農業からは切り離せない問題として農薬がある。農薬を必要悪とするのかなんてことを考えたこともない。読者に問題を認識させるには、非常にすぐれた作品だが、物語として描かれると、なんだか焦点がアチコチ飛んでいるような気がしてならない。短編からの発展系としての面白さはある。

■ストーリー

農薬散布中のラジコンヘリが小学生の集団に墜落する事故が発生。重い中毒症状に苦しむ子どもたちを目の当たりにした世論は、農薬の是非のはざまで揺れることに。

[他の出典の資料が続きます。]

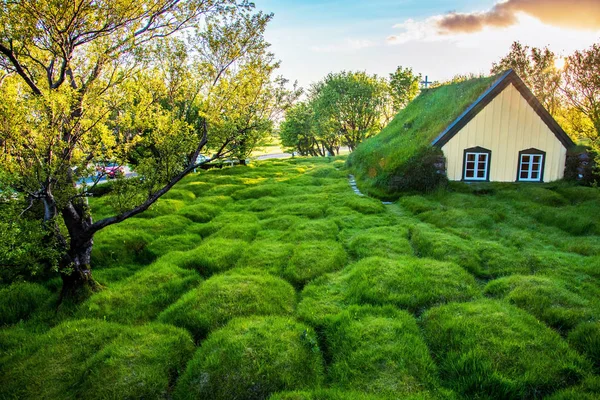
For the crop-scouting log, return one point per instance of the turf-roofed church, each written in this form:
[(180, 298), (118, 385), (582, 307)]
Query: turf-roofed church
[(487, 129)]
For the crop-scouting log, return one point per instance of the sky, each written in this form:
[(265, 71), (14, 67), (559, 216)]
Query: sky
[(437, 38)]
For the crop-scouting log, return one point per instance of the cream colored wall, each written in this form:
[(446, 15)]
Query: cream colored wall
[(506, 126)]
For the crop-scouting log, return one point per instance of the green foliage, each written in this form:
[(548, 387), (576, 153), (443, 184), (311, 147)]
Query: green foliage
[(141, 297), (409, 283), (252, 358), (237, 293), (97, 360), (19, 300), (380, 351), (402, 147), (313, 259), (492, 349), (543, 297)]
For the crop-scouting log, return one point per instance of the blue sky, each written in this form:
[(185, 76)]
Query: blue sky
[(312, 38)]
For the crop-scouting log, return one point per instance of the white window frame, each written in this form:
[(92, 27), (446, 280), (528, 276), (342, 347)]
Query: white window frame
[(530, 167), (478, 156)]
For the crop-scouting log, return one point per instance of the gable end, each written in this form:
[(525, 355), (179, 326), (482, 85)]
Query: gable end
[(510, 77)]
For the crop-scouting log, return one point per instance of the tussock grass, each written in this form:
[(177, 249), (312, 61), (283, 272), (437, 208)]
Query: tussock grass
[(141, 297), (19, 300), (379, 350), (409, 283), (237, 293), (251, 358), (543, 297), (97, 360), (492, 349), (313, 259)]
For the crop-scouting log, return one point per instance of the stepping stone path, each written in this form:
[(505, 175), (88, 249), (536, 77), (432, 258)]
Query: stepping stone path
[(359, 193)]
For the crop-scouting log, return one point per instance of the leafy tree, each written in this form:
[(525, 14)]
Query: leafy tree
[(82, 84), (404, 87), (537, 69), (349, 106), (582, 91)]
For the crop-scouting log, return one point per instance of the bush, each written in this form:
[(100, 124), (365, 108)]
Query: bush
[(545, 298), (237, 293), (19, 300), (251, 358), (214, 255), (268, 256), (312, 259), (98, 360), (200, 212), (586, 339), (410, 283), (379, 350), (141, 297), (492, 349)]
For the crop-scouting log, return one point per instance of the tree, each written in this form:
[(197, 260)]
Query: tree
[(582, 91), (349, 106), (404, 87), (81, 85), (537, 69)]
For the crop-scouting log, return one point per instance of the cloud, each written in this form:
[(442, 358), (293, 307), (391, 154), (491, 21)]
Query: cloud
[(574, 14)]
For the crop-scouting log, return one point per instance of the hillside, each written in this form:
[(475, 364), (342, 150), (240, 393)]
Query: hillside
[(387, 155), (275, 281)]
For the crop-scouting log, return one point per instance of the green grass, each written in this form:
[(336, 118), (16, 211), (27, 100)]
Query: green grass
[(251, 358), (237, 293), (494, 349)]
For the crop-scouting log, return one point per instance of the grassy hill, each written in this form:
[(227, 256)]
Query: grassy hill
[(403, 147), (275, 281)]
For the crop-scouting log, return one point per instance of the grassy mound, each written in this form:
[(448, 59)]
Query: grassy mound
[(409, 283), (97, 360), (543, 297), (313, 259), (141, 297), (489, 348), (237, 293), (19, 300), (252, 358), (377, 161), (379, 350)]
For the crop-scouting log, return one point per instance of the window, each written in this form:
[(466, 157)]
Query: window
[(531, 165), (477, 164)]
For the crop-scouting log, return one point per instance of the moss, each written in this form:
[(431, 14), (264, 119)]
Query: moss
[(312, 259), (252, 358), (19, 300), (409, 283), (237, 293), (492, 349), (379, 350), (98, 360)]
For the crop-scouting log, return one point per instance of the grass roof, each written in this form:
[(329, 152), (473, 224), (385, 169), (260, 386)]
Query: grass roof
[(411, 132)]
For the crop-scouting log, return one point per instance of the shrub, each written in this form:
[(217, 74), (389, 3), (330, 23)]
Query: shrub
[(268, 256), (379, 350), (545, 298), (141, 297), (586, 339), (381, 242), (251, 358), (19, 300), (200, 212), (409, 283), (237, 293), (166, 244), (492, 349), (98, 360), (212, 256), (312, 259)]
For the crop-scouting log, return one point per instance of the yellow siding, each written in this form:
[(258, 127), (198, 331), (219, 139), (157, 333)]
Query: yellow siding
[(506, 126)]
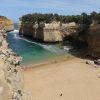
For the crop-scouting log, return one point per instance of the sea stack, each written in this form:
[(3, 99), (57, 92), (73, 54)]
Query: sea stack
[(6, 24)]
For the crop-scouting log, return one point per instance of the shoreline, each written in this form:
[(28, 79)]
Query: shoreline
[(63, 77), (49, 62)]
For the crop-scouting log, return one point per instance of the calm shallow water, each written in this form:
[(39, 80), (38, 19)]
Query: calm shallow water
[(32, 52)]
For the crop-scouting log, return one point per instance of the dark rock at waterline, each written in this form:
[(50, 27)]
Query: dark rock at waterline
[(97, 62)]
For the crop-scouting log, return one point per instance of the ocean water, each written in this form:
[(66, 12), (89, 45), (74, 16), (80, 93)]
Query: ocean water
[(33, 52)]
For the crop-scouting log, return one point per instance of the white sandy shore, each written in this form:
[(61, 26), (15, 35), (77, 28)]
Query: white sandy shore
[(67, 80)]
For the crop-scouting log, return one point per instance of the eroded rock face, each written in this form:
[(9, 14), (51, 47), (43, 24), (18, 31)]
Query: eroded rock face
[(6, 24), (93, 37), (48, 32)]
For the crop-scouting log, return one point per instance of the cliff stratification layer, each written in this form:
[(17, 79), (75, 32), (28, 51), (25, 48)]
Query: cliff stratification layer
[(48, 32), (6, 24)]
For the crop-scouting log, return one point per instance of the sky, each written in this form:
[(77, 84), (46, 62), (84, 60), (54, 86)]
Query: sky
[(14, 9)]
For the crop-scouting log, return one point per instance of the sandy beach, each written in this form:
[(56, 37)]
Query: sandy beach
[(66, 80)]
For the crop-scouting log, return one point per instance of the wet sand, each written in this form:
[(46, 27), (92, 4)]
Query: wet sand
[(66, 80)]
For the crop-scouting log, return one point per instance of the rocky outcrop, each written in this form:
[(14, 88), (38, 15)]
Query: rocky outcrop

その間隙を縫い、農薬を必要としない遺伝子組み換え食品を推進するアメリカの巨大企業と、日本の食品の買い占めを目論む中国……。

■感想
農薬散布中の事故で、子供が中毒症状を起こす。農薬の恐怖というのを、普段はほとんど実感することがないので、強烈なインパクトがある。農薬がこれほど人に害を及ぼすのかと驚いた。普段口にする野菜や米には農薬が欠かせないものとなっている。

農薬を必要悪とすること自体、作中では拒否感を示している。農薬のせいでミツバチに影響がでており、農薬を害悪としようとする勢力。そして、農薬にとってかわる存在として、遺伝子組み換え食品がある。様々な要素で農薬を排除する手段が描かれている。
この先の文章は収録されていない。